My ESP crashes running some code. How to troubleshoot it?

Introduction

Your ESP is self restarting. You don’t know why and what to do about it.

Do not panic.

In most of cases ESP provides enough clues on serial monitor, that you can interpret to pin down the root cause. The first step is then checking what ESP is saying on serial monitor when it crashes.

What ESP has to Say

Start off by opening a Serial Monitor (Ctrl+Shift+M) to observe the output. Typical crash log looks as follows:

Typical crash log

Typical crash log

Before rushing to copy and paste displayed code to Google, reflect for a while on the nature of observed restarts:

  • Does ESP restart on random basis, or under certain conditions, like serving a web page?
  • Do you see always the same exception code and stack trace or it changes?
  • Does this issue occur with unmodified standard example code (Arduino IDE > File > Examples)?

If restarts are random or the exception code differs between restarts, then the problem may be caused by h/w. If the issue occurs for standard examples and stable esp8266 / arduino core, them the issue is almost certainly caused by h/w.

Get Your H/W Right

If you suspect the h/w, before troubleshooting the s/w, make sure to get your h/w right. There is no much sense in diagnosing the s/w if you board is randomly crashing because of not enough power, missing boot strapping resistors or loose connections.

If you are using generic ESP modules, please follow recommendations on power supply and boot strapping resistors.

For boards with integrated USB to serial converter and power supply, usually it is enough to connect it to an USB hub that provides standard 0.5A and is not shared with other USB devices.

In any case make sure that your module is able to stable run standard example sketches that establish Wi-Fi connection like e.g. HelloServer.ino.

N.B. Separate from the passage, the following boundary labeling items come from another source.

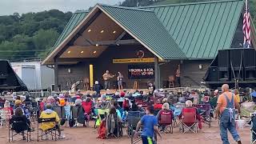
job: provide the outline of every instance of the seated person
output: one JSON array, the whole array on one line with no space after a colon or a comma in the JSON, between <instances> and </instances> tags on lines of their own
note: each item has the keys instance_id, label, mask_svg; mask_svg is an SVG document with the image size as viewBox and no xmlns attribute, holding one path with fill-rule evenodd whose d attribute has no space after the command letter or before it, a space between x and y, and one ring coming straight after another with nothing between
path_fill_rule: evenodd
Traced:
<instances>
[{"instance_id":1,"label":"seated person","mask_svg":"<svg viewBox=\"0 0 256 144\"><path fill-rule=\"evenodd\" d=\"M162 104L161 103L160 99L157 100L157 102L154 105L154 110L161 110L162 106Z\"/></svg>"},{"instance_id":2,"label":"seated person","mask_svg":"<svg viewBox=\"0 0 256 144\"><path fill-rule=\"evenodd\" d=\"M81 98L81 97L83 96L83 94L81 93L80 90L78 90L78 93L75 95L79 96L79 98Z\"/></svg>"},{"instance_id":3,"label":"seated person","mask_svg":"<svg viewBox=\"0 0 256 144\"><path fill-rule=\"evenodd\" d=\"M110 114L106 118L106 135L118 135L119 123L122 122L121 118L118 115L115 107L112 106Z\"/></svg>"},{"instance_id":4,"label":"seated person","mask_svg":"<svg viewBox=\"0 0 256 144\"><path fill-rule=\"evenodd\" d=\"M10 102L6 101L3 106L3 110L10 110L11 115L14 115L14 109L10 107Z\"/></svg>"},{"instance_id":5,"label":"seated person","mask_svg":"<svg viewBox=\"0 0 256 144\"><path fill-rule=\"evenodd\" d=\"M60 139L64 138L64 137L61 132L60 126L58 124L58 122L60 122L60 119L58 118L58 114L55 111L52 110L52 106L50 103L46 104L46 110L41 113L39 118L54 118L55 121L57 122L57 125L55 125L55 122L43 122L41 125L41 129L43 131L46 131L46 130L49 130L50 129L56 127L56 129L58 132L59 138Z\"/></svg>"},{"instance_id":6,"label":"seated person","mask_svg":"<svg viewBox=\"0 0 256 144\"><path fill-rule=\"evenodd\" d=\"M18 123L14 123L14 122L18 122ZM22 132L23 140L25 140L24 130L30 130L30 122L26 118L26 116L23 114L23 110L21 107L16 108L14 115L10 120L10 124L13 124L11 129L15 130L16 133Z\"/></svg>"},{"instance_id":7,"label":"seated person","mask_svg":"<svg viewBox=\"0 0 256 144\"><path fill-rule=\"evenodd\" d=\"M201 118L200 118L199 112L198 112L198 109L196 107L193 106L193 102L190 100L187 100L186 102L186 108L182 109L182 113L181 113L181 114L179 115L178 118L180 119L182 119L183 114L186 113L187 111L189 111L190 109L194 109L195 110L197 120L200 121Z\"/></svg>"},{"instance_id":8,"label":"seated person","mask_svg":"<svg viewBox=\"0 0 256 144\"><path fill-rule=\"evenodd\" d=\"M101 96L100 94L97 94L97 91L94 91L92 98L99 98Z\"/></svg>"},{"instance_id":9,"label":"seated person","mask_svg":"<svg viewBox=\"0 0 256 144\"><path fill-rule=\"evenodd\" d=\"M97 94L100 94L102 90L102 86L98 84L98 81L95 81L95 85L93 86L93 90L96 91Z\"/></svg>"},{"instance_id":10,"label":"seated person","mask_svg":"<svg viewBox=\"0 0 256 144\"><path fill-rule=\"evenodd\" d=\"M170 110L170 106L169 106L169 103L166 102L162 105L162 110L158 111L158 114L157 114L157 118L158 119L160 119L160 114L162 113L171 113L171 118L174 119L174 113L171 110Z\"/></svg>"},{"instance_id":11,"label":"seated person","mask_svg":"<svg viewBox=\"0 0 256 144\"><path fill-rule=\"evenodd\" d=\"M31 102L31 99L30 98L29 95L26 95L26 98L24 99L23 102Z\"/></svg>"}]
</instances>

What is the Cause of Restart?

You have verified that the ESP h/w is healthy but it still restarts. This is how ESP reacts to abnormal behavior of application. If something is wrong, it restarts itself to tell you about it.

There are two typical scenarios that trigger ESP restarts:

  • Exception - when code is performing illegal operation, like trying to write to non-existent memory location.
  • Watchdog - if code is locked up staying too long in a loop or processing some task, so vital processes like Wi-Fi communication are not able to run.

Please check below how to recognize exception and watchdog scenarios and what to do about it.

Exception

Typical restart because of exception looks like follows:

Exception cause decoding

Exception cause decoding

Start with looking up exception code in the Exception Causes (EXCCAUSE) table to understand what kind of issue it is. If you have no clues what it’s about and where it happens, then use Arduino ESP8266/ESP32 Exception Stack Trace Decoder to find out in which line of application it is triggered. Please refer to Check Where the Code Crashes point below for a quick example how to do it.

Watchdog

ESP provides two watchdog timers (wdt) that observe application for lock up.

  • Software Watchdog - provided by SDK, that is part of esp8266 / arduino core loaded to module together with your application.
  • Hardware Watchdog - build in ESP8266 hardware and acting if software watchdog is disabled for too long, in case it fails, or if it is not provided at all.

Restart by particular type of watchdog is clearly identified by ESP on serial monitor.

An example of application crash triggered by software wdt is shown below.

Example of restart by s/w watchdog

Example of restart by s/w watchdog

Restart by the software watchdog is generally easier to troubleshoot since log includes the stack trace. The trace can be then used to find particular line in code where wdt has been triggered.

Reset by hardware watchdog timer is shown on picture below.

Example of restart by h/w watchdog

Example of restart by h/w watchdog

Hardware wdt is the last resort of ESP to tell you that application is locked up (if s/w wdt timer is disabled or not working).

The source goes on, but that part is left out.